それで思い出したのが、肺炎のことを"pneumonia"ということ。肺も空気に関係あるから"pneum-"で始まる言葉なんだ、と納得したのでした。

因みに、なぜ私が"pneumonia"(肺炎)などという言葉を知っていたかというと、アメリカのアイダホ州の山奥に住んでいたときに(この辺りの経緯は私の著書に詳しく書いてあります)、極寒地域だったせいか冬になると熱を出して寝込む人が周りに沢山いました。そして、「誰かが熱を出して寝込んだ」という話題になると"cold"( 風邪)なのか、"flu"(インフルエンザ)なのか、あるいは拗らせて"pneumonia"(肺炎)になってしまったのかなどという話を、冬の間ずっと耳にしていたからです。

言葉の要素から意味を推測する


"pneumatic"や"pneumonia"という言葉は日常会話ではあまり使う機会はなさそうですが、「"pneum-"で始まる言葉は"空気に"関連する」というように、言葉の構成要素から意味の手がかりがわかることはよくあります。

日本語の会話でもよく目や耳にする英語の言葉を例に挙げてみます。

"Cent-"は「100」:例えば、センチュリーは1世紀つまり100年のこと。また、米国の貨幣単位のセントは1ドルの100分の1です。
"Bi-" は「二つ」:バイクは車輪が2つ付いた乗り物、バイリンガルはニカ国語を話す人のことです。
"Multi-"は「複数の」:幾つものことに長けている多才な人のことをマルチな才能、一度に並行して複数のことをこなすことはマルチタスクと言ったりしますよね。
"Re-"は「 再び」:リターンは元にいた場所に再び戻ること、一度伝えたことをもう一度言うことはリマインドです。
"Sub-"は「下の」:不良債権化した金融商品がリーマンショックの一因にもなった「サブプライムローン」は、本来ならお金を借りられない人(サブプライム層)に貸し出すローンのことです。

こんな風に、カタカナ英語として馴染みのある英単語だけでも、頭についている接頭辞が何らかの意味を示している言葉は沢山あります。

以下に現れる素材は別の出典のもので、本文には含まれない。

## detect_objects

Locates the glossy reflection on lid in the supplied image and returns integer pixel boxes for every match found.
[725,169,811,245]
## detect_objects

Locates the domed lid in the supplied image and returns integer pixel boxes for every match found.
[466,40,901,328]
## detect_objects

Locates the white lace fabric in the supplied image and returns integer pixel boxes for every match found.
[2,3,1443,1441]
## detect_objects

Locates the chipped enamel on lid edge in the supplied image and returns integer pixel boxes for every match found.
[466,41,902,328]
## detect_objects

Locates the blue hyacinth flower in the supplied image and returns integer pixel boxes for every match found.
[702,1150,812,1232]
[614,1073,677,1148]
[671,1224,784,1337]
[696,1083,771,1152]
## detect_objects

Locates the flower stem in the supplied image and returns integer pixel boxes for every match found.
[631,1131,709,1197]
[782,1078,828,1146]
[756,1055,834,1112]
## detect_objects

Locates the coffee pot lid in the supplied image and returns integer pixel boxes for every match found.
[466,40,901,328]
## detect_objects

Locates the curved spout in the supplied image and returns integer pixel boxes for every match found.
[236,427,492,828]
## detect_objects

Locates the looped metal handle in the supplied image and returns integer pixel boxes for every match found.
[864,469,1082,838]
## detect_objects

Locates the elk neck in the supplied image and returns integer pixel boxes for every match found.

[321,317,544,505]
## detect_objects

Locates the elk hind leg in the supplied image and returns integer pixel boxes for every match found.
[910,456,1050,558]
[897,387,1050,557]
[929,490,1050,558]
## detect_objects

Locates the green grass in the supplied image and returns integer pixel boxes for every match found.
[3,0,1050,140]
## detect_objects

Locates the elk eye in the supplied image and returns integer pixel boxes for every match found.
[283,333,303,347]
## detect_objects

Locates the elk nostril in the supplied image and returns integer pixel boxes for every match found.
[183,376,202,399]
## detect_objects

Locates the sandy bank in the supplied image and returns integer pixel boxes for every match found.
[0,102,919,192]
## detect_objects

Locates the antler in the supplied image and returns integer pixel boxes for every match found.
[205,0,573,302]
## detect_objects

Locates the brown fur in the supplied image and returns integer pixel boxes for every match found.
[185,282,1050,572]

 日本語でも字の成り立ちを見て「魚編だから読み方はわからないけれど魚の一種なんだろうな」とか、 「非常識(常識がない)」「無関心(関心がない)」「不注意(注意していない)」など「非」「無」「不」が頭につくと何かを否定しているなど、言葉をイメージで把握していることはありますよね。

もちろん、英語のアルファベットには漢字のように文字が特有の意味を持つことはありません。それでも、言葉の構成要素の意味を掴んでおくと、知らない言葉でも意味を何となくイメージできることはあります。

実は、通訳の時も言葉の要素から予想を立てることはよくあります。特に体の部分や病気の話などは難しく突然言われると固有名詞が出てこないことが多いのですが、例えば"osteoporosis"(骨粗鬆症)の”osteo-”は骨に関すること、"cardio-"は心臓、”musculo-”は筋肉など、接頭辞から「何の話をしているのか」についての見当をつけることはできます。


同時通訳中に分からない言葉が出てきた場合は話を止めるわけにはいかないので、とりあえずは抽象度を上げて訳出します。このときに少しでも確度を上げるために言葉を構成している要素の意味を知っておくと便利なのです。


英語でコミュニケーションするときには、全ての言葉を完璧に理解できなくても、前後の文脈から想像したり、言葉の要素から推測したりと、理解するための「手掛かり」を増やしておくと、いざというときに役に立つかもしれません。